Even though skipper Mahendra Singh Dhoni feels that India's Test series in South Africa was fantastic, cricket pundits feel the team should have done better than a 1-0 loss in the Rainbow Nation. Former batting great Sunil Gavaskar is of the view that India failed to launch a killer blow against South Africa in the two Tests. (Read: I would've strangled South African groundsmen for being too kind to India, says Geoffrey Boycott)
"India's cricketers returned after a disappointing tour of South Africa where a couple of bad sessions cost them the Test series. They had done exceptionally well to be in a winning position in the first Test, but even while accepting that the pitch had slowed down and become easier for batting, it looked that the Indians did not know how to land the knockout punch," he wrote in his column in the Times of India.
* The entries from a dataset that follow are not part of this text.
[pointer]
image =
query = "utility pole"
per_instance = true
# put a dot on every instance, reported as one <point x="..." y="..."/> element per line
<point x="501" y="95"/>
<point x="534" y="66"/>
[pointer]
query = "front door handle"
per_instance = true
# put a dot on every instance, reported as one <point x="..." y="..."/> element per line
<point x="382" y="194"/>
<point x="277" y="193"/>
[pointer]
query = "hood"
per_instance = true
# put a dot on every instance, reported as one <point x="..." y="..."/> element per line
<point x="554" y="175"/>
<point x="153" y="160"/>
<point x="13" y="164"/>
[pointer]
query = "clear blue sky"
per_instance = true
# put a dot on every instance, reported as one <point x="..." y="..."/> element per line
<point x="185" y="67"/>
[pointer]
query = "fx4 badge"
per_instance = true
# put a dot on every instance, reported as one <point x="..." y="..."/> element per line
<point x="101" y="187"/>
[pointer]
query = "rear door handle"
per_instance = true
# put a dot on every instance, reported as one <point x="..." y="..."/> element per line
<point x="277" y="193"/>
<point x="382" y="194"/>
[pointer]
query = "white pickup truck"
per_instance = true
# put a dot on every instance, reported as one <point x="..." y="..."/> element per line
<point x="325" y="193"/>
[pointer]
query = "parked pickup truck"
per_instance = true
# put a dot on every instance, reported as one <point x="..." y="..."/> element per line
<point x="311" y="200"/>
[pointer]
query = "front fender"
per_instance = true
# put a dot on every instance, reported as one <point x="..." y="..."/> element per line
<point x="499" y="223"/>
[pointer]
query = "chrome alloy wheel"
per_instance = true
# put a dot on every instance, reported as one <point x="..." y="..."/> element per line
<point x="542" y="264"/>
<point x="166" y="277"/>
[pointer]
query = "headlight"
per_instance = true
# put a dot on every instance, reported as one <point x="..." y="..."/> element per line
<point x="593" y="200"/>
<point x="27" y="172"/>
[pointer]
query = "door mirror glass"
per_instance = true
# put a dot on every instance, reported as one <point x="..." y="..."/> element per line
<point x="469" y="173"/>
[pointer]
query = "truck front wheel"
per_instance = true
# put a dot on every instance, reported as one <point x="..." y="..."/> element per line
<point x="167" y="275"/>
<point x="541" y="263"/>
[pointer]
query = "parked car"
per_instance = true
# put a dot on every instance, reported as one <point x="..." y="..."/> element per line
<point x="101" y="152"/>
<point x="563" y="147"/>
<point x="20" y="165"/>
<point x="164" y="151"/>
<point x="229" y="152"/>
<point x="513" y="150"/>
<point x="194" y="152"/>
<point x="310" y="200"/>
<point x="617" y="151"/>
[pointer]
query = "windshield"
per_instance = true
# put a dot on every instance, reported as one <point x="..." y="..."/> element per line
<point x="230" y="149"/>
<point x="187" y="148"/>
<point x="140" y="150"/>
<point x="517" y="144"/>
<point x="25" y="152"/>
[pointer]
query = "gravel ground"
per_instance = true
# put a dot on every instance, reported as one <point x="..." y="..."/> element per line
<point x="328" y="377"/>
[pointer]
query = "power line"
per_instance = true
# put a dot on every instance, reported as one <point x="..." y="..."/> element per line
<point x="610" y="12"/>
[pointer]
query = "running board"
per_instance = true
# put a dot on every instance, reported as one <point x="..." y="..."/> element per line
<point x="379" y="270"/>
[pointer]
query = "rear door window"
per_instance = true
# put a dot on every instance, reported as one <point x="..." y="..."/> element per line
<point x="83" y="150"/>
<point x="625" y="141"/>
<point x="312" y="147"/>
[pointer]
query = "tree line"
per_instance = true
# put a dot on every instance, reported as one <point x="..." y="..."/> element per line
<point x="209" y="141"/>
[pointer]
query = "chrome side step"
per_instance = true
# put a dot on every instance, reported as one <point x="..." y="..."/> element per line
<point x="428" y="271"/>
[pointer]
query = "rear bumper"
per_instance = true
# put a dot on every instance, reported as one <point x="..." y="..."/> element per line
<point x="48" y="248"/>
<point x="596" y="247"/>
Gavaskar, meanwhile, says one of the factors that could have led to the team's failure to land the knockout blow was the culture of banking on a first innings lead in India's domestic circuit. In a total of 108 group matchesÂ this Ranji season almost half the number of games (51) have been decided on the basis of a first innings lead.
"This is mainly due to the culture in Indian cricket where the first innings lead is good enough to take the team forward. This culture does not encourage teams to look for outright wins, and, as everybody knows, winning is a habit, just likes scoring centuries and converting them into double tons," he wrote.
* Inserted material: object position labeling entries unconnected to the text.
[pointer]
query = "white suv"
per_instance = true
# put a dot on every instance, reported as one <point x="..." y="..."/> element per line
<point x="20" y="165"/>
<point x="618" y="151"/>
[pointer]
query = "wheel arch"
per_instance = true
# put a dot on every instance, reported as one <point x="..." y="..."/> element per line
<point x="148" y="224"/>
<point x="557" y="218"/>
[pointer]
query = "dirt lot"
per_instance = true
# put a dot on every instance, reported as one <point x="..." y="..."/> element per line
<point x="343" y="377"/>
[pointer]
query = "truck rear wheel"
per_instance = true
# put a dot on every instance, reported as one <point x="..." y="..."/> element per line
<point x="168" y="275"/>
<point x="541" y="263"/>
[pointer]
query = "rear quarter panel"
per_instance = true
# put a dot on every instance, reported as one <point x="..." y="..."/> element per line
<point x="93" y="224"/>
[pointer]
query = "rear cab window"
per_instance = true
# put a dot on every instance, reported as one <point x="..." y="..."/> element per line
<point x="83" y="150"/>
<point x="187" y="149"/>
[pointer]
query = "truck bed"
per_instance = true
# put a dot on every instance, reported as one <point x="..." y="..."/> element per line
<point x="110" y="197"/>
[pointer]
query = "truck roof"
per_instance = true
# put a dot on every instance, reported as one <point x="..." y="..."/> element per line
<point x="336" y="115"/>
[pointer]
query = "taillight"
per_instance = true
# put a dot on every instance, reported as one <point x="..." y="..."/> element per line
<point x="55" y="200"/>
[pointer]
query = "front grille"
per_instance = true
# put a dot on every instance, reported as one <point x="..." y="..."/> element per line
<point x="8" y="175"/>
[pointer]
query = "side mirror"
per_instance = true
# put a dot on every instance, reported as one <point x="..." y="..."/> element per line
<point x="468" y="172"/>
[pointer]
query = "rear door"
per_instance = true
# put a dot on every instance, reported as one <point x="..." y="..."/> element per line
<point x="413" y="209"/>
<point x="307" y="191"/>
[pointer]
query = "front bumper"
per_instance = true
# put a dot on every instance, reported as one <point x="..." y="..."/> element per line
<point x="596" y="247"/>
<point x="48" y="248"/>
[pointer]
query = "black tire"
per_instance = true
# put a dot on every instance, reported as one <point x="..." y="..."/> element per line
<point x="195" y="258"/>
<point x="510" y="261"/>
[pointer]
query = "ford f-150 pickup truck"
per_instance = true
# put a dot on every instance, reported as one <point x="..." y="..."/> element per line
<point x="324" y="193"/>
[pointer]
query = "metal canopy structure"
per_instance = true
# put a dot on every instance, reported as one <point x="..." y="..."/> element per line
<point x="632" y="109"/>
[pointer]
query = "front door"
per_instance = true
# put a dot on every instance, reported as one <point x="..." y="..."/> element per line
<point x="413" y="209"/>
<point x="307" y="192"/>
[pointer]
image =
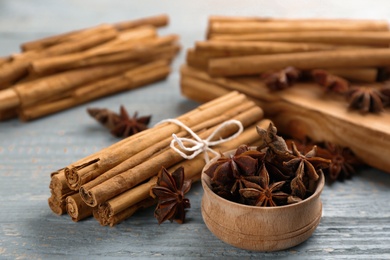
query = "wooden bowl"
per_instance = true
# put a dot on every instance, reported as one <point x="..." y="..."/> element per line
<point x="260" y="228"/>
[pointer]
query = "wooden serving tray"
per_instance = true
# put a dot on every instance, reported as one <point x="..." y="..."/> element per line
<point x="303" y="110"/>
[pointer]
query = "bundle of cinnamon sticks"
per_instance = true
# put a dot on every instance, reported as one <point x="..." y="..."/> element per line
<point x="115" y="182"/>
<point x="65" y="70"/>
<point x="238" y="50"/>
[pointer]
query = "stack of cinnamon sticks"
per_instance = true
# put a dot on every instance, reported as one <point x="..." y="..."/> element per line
<point x="115" y="182"/>
<point x="238" y="50"/>
<point x="62" y="71"/>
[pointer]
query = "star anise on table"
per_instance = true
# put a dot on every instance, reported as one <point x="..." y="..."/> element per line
<point x="120" y="125"/>
<point x="343" y="161"/>
<point x="330" y="82"/>
<point x="127" y="125"/>
<point x="170" y="191"/>
<point x="282" y="79"/>
<point x="366" y="99"/>
<point x="264" y="194"/>
<point x="305" y="168"/>
<point x="104" y="116"/>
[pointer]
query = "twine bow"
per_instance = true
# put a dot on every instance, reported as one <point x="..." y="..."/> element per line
<point x="200" y="145"/>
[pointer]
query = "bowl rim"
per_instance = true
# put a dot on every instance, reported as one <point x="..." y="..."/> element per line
<point x="205" y="180"/>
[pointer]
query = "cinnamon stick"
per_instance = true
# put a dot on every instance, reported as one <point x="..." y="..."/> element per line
<point x="142" y="75"/>
<point x="156" y="21"/>
<point x="237" y="48"/>
<point x="252" y="65"/>
<point x="356" y="74"/>
<point x="375" y="39"/>
<point x="59" y="191"/>
<point x="142" y="50"/>
<point x="30" y="93"/>
<point x="116" y="154"/>
<point x="246" y="27"/>
<point x="109" y="211"/>
<point x="76" y="208"/>
<point x="155" y="149"/>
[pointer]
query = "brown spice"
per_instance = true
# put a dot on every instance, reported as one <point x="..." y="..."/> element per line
<point x="120" y="125"/>
<point x="330" y="82"/>
<point x="366" y="99"/>
<point x="170" y="192"/>
<point x="282" y="79"/>
<point x="271" y="175"/>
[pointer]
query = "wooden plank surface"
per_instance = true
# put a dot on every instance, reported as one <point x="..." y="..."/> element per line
<point x="356" y="217"/>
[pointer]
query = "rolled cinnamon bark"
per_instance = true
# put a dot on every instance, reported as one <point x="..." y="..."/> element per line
<point x="236" y="48"/>
<point x="132" y="177"/>
<point x="59" y="192"/>
<point x="116" y="207"/>
<point x="142" y="75"/>
<point x="138" y="50"/>
<point x="115" y="154"/>
<point x="156" y="21"/>
<point x="252" y="65"/>
<point x="155" y="149"/>
<point x="297" y="25"/>
<point x="33" y="92"/>
<point x="76" y="208"/>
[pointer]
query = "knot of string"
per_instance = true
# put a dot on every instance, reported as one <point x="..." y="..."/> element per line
<point x="199" y="145"/>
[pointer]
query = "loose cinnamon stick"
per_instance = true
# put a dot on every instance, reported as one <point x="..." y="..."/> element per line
<point x="234" y="48"/>
<point x="33" y="92"/>
<point x="252" y="65"/>
<point x="156" y="21"/>
<point x="49" y="41"/>
<point x="100" y="215"/>
<point x="375" y="39"/>
<point x="143" y="50"/>
<point x="114" y="155"/>
<point x="109" y="213"/>
<point x="192" y="170"/>
<point x="59" y="191"/>
<point x="148" y="169"/>
<point x="76" y="208"/>
<point x="154" y="150"/>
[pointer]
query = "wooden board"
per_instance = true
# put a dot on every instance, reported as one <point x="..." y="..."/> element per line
<point x="304" y="110"/>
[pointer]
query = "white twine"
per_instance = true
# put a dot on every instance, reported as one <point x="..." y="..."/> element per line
<point x="200" y="145"/>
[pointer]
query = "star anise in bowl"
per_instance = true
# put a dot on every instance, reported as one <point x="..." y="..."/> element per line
<point x="268" y="214"/>
<point x="120" y="125"/>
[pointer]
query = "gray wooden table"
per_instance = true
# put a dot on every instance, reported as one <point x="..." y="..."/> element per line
<point x="356" y="218"/>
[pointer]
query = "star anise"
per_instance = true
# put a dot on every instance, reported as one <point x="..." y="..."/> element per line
<point x="343" y="161"/>
<point x="228" y="173"/>
<point x="127" y="125"/>
<point x="282" y="79"/>
<point x="170" y="191"/>
<point x="264" y="194"/>
<point x="366" y="99"/>
<point x="104" y="116"/>
<point x="305" y="167"/>
<point x="330" y="82"/>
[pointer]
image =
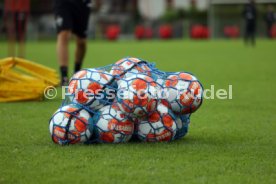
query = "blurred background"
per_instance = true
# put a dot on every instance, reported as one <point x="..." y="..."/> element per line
<point x="155" y="19"/>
"Many times we have seen, especially in the Duleep Trophy tournament where teams take a massive lead, yet not only do not enforce the follow on, but bat for another couple of days and don't try for an outright win. So when a winning opportunity presents itself overseas, the players are just not used to going for the kill."
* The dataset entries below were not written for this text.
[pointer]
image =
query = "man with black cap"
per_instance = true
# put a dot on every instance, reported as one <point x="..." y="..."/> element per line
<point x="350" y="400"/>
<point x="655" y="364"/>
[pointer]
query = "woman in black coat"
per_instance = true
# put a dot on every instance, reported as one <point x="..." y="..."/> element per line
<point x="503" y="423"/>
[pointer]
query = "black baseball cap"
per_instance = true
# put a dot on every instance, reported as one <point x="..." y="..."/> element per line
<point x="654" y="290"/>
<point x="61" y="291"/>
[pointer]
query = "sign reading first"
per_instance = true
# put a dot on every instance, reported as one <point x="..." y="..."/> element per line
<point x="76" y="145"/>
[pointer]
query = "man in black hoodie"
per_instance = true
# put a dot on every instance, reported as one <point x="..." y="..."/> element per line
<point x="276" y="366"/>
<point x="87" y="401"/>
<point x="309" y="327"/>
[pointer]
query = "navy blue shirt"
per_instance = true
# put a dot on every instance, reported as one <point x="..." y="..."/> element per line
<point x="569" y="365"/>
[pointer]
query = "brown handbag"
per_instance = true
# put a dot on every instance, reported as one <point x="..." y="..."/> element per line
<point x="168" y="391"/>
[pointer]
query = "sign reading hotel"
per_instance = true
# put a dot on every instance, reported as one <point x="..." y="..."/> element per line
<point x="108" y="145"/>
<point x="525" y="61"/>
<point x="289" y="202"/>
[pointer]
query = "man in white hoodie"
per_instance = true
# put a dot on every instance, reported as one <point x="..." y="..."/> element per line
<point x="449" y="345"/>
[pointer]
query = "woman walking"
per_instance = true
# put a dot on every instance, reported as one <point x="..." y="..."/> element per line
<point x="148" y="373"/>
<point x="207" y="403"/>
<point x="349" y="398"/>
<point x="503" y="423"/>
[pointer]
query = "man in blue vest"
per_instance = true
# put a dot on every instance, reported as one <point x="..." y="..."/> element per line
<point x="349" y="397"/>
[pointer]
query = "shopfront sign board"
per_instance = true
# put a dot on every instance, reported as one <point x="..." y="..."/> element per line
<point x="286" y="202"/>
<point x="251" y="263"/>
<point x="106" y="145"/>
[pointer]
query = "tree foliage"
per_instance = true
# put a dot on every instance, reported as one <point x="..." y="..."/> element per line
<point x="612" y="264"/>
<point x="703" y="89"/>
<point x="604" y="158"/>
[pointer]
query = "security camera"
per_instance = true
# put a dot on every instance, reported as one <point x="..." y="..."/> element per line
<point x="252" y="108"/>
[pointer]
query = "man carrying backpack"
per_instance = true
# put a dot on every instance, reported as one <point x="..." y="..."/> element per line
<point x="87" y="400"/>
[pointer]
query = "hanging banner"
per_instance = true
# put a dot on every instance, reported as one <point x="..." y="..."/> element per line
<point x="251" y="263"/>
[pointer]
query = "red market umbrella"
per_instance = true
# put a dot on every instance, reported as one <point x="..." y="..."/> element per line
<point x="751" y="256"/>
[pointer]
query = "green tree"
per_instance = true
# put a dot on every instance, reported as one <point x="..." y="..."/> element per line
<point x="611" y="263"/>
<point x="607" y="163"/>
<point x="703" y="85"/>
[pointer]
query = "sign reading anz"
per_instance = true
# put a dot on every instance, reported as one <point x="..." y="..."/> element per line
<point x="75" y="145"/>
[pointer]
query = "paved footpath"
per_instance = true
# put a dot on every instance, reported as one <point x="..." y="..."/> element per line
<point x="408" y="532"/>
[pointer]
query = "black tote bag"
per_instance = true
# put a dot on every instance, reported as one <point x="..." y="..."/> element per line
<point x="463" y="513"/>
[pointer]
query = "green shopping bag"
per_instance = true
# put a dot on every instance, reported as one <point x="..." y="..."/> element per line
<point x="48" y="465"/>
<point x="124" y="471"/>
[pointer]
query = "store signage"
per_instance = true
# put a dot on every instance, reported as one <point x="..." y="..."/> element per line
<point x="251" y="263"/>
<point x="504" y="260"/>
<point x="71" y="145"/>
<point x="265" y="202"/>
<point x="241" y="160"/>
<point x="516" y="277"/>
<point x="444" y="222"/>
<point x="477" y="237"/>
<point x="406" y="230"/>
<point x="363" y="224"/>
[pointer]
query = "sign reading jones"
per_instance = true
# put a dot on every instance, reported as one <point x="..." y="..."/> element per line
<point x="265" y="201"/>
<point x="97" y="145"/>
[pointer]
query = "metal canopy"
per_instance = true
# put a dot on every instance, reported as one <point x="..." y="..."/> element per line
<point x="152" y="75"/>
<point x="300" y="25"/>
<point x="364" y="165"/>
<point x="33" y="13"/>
During the three-week break from international cricket, the spotlight now falls on the knockout phases of the Ranji Trophy starting next week. Gavaskar is pleasantly surprised to see teams like Maharashtra and Jammu and Kashmir in the quarters, while Delhi and Tamil Nadu failed to qualify. "There have been some pleasant surprises in those teams qualifying for the Ranji knockouts, and hopefully they will be able to spring some more shocks on the field," the 64-year-old added.
Gavaskar also hopes that few Ranji players who represent India are allowed to leave a day later than January 12, the departure date for New Zealand tour, that starts on January 19 with the first ODI at Napier.
"The Indian team leaves for New Zealand on the 12th, and hopefully the powers that be will allow those whose teams are in the quarterfinals to leave a day later. Having the best players available raises the standard of the event and gives a more realistic view of the talent when they play against the best in the country. The first one-dayer in New Zealand is on 19th, so there's enough time for the players to get acclimatised to the conditions. The Ranji Trophy is the premier tournament in India and should be treated as such," Gavaskar wrote.